E il medico è diventato pure scrittore per responsabilità di testimone e sente il dovere di raccontare ciò che ha visto in questi decenni tra scuole e università, dividendosi tra l’impegno in Europa e il ritorno nella sua Lampedusa. Dove si affaccia in quell’angolo benedetto da un Cristo in croce, lo scorcio dell’Albero del sole, che cala a picco sul mare a un’altezza di 133 metri, un frammento di terra da cui si vede da una parte la porta sull’Europa e dall’altra la finestra sull’Africa. “Noi siamo ospiti dell’Africa, siamo sulla sua piattaforma – afferma parlando della sua isola – perché dista soli 70 miglia da essa e 120 dalla Sicilia”.

Una scena di “Fuocoammare”

Le storie narrate da Pietro Bartolo sono piene di “Lacrime di sale”, titolo di uno dei suoi libri ma anche a lieto fine, come quelle delle “Stelle di Lampedusa”, la storia di Anila e di altri bambini in fuga. “Di racconti di anime ne ho tanti – conclude – ma quella che spesso racconto riguarda un’eroina di soli otto anni che lasciata con i fratellini in Niger dalla madre che sperava di trovare un futuro in Europa, si mette in viaggio verso Lampedusa da sola.
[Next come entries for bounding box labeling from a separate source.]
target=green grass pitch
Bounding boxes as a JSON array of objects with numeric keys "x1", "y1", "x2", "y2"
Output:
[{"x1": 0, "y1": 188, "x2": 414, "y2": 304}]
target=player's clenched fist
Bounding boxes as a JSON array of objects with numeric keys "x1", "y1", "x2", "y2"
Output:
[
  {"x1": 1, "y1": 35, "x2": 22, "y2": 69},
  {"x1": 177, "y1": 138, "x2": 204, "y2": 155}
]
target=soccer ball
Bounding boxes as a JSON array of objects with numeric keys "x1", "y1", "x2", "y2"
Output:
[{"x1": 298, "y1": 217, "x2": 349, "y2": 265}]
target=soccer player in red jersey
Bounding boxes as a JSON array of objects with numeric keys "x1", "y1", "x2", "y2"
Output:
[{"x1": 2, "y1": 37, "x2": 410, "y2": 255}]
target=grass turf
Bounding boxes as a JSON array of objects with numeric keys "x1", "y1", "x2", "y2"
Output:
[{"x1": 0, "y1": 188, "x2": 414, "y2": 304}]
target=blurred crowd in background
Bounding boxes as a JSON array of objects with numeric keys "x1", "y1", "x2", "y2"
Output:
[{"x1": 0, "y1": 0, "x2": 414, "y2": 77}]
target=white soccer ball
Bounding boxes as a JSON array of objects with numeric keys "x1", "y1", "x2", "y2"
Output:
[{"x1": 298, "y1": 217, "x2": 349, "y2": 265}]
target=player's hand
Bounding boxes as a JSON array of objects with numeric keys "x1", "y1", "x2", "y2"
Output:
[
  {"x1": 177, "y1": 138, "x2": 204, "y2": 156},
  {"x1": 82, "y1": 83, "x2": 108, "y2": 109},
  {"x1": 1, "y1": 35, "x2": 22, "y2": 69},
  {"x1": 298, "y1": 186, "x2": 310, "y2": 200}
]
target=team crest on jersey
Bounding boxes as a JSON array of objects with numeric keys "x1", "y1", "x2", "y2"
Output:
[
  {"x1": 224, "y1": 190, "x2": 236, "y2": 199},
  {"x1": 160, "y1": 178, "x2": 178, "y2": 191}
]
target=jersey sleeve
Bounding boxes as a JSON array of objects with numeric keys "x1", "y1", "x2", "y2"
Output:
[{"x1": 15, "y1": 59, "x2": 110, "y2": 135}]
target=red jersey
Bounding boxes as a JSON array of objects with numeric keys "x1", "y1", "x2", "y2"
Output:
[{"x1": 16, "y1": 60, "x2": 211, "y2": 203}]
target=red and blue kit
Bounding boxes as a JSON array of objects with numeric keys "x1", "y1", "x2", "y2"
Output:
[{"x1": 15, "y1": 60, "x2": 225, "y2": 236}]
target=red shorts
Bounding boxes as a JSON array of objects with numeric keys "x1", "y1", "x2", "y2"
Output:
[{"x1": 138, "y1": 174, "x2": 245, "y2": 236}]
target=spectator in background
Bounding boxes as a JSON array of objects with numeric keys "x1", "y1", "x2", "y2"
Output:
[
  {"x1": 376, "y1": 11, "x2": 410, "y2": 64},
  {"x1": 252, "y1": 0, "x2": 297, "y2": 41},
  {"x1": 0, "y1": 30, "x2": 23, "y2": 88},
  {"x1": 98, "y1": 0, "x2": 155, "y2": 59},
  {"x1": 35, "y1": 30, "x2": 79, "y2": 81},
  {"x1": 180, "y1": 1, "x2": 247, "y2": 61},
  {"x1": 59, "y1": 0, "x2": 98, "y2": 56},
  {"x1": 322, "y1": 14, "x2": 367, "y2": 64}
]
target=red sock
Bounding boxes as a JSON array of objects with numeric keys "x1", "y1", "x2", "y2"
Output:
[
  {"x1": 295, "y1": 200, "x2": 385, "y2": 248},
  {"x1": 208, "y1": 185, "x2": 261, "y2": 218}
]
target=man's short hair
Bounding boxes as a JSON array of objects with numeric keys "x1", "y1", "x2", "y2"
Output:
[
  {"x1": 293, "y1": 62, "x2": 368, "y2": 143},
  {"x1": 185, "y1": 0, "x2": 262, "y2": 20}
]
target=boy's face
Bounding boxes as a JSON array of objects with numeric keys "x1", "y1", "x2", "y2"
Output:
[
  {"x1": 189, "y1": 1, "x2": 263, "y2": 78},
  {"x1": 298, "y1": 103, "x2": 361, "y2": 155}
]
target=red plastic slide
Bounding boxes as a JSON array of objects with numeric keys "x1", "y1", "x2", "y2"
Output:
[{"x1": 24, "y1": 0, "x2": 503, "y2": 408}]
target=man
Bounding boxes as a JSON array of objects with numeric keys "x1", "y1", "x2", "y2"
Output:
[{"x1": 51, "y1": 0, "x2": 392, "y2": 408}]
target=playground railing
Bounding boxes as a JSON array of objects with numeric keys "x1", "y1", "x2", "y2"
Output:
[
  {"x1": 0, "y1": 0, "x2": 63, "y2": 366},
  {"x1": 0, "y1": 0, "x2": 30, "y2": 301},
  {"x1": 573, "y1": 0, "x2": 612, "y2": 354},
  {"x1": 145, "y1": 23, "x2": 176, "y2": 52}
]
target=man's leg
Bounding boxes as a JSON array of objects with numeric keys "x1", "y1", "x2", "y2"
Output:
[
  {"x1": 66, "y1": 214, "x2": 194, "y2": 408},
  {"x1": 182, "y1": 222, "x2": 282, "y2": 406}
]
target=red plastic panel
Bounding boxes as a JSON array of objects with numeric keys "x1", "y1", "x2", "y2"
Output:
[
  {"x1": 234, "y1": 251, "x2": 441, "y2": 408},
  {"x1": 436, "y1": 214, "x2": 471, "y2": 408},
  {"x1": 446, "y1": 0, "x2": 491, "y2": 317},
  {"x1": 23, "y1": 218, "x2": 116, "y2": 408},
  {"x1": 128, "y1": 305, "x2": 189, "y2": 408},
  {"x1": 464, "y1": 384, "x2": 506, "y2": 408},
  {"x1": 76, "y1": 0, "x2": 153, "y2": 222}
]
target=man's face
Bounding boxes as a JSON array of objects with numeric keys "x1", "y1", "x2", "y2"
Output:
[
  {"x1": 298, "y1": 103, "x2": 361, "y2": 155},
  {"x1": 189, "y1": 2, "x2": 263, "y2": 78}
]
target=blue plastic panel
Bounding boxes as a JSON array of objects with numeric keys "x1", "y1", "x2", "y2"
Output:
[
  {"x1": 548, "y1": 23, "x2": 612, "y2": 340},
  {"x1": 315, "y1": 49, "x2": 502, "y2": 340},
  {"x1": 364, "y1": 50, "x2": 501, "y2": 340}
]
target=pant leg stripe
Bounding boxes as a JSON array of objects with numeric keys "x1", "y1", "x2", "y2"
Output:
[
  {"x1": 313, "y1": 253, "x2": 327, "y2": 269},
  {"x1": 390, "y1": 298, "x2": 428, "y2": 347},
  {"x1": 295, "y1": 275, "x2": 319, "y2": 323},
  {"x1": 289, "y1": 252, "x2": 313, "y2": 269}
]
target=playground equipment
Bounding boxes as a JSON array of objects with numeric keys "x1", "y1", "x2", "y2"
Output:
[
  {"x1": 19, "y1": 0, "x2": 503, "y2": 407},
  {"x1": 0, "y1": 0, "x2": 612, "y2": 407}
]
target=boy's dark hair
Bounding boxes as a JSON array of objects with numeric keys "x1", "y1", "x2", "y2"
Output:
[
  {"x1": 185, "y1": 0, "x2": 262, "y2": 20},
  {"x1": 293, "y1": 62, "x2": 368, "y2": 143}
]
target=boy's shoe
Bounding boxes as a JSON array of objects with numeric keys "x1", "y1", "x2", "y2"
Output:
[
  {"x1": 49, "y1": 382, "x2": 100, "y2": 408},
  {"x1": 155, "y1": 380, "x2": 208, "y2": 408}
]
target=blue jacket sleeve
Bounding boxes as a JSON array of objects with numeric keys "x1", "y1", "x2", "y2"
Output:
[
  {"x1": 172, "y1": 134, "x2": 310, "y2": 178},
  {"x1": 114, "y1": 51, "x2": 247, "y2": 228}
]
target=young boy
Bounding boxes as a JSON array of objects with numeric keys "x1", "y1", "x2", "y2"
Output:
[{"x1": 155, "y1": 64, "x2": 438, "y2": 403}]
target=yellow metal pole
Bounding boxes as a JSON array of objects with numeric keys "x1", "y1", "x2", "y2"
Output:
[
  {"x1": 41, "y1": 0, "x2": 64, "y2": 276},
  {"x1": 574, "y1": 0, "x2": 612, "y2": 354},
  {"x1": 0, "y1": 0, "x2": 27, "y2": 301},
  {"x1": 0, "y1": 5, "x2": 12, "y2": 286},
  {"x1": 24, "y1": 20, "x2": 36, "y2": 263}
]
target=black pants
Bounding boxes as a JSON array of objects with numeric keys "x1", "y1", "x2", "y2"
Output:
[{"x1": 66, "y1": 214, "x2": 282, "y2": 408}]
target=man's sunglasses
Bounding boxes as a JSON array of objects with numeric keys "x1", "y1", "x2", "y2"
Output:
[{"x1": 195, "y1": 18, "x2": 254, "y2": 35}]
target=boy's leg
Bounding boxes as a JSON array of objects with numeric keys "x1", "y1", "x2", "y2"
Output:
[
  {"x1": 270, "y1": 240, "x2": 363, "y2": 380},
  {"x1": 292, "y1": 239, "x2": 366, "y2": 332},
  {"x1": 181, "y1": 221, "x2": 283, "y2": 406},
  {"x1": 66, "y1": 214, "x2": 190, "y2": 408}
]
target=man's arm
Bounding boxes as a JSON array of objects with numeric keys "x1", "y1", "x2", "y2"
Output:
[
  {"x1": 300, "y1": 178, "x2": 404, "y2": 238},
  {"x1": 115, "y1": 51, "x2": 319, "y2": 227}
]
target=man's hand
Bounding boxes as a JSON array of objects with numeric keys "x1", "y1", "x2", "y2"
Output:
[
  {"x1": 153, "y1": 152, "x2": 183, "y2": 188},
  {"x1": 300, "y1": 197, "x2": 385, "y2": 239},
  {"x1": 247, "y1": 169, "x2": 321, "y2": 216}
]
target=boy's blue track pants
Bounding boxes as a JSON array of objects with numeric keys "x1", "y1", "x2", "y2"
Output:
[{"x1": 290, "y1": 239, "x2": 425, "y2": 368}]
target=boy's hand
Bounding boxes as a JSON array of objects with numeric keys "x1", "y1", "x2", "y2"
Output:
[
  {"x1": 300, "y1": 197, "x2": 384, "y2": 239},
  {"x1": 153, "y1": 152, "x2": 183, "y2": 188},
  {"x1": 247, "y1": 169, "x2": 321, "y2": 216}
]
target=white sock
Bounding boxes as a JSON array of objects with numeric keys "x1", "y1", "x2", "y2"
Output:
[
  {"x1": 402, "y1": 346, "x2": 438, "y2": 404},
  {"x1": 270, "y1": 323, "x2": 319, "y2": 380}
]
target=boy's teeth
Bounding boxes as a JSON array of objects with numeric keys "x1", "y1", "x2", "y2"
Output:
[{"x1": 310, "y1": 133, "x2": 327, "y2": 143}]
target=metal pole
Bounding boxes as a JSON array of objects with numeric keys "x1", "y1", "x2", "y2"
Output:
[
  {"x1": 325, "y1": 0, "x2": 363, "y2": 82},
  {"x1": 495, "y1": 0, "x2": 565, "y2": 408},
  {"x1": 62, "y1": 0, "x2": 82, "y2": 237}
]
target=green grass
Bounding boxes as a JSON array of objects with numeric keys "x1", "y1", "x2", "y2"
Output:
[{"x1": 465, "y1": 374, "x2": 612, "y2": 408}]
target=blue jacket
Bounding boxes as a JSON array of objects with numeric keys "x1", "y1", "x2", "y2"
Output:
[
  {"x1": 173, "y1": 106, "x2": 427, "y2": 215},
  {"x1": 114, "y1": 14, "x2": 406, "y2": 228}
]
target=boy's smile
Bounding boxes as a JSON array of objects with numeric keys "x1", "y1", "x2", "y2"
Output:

E da sola ha attraversato il deserto, bevendo liquidi putridi dei cadaveri, venduta e abusata in Libia e alla fine è riuscita a imbarcarsi e ad arrivare a Lampedusa. E quando l’ho vista da sola, nel corpo i segni delle ustioni chimiche dei carburanti, le ho subito chiesto se avesse qualcuno. E lei con innocenza ha detto che stava cercando la sua mamma, sapeva solo che la sua mamma era in Europa. La mamma che nel frattempo era stata messa su una strada. Ho mosso mari e monti per cercare questa donna, si è interessato anche il presidente Mattarella, il Papa, si sono interessanti in tanti per trovarla. E alla fine, grazie al film ‘Fuocoammare’, è avvenuto il miracolo. Alla fine siamo riusciti a ricongiungere l’intera famiglia, nonostante i rallentamenti della burocrazia, una bambina di 8 anni è stata un eroe gigante che ha salvato la sua famiglia”.

Storie agrodolci dove Bartolo in “Lacrime di sale” ben racconta il penetrare del freddo e della paura nel corpo dei migranti attraverso una sua personale esperienza: “E’ gelida l’acqua. Mi entra nelle ossa. Non riesco a liberare la stazza dall’acqua. Uso tutta la mia forza e la mia agilità ma la lancia resta piena. E cado. Ho paura. E’ notte fonda e fa freddo. Siamo a quaranta miglia da Lampedusa e, se non riesco a farmi sentire subito, mi lasceranno qui e sarà la fine…”.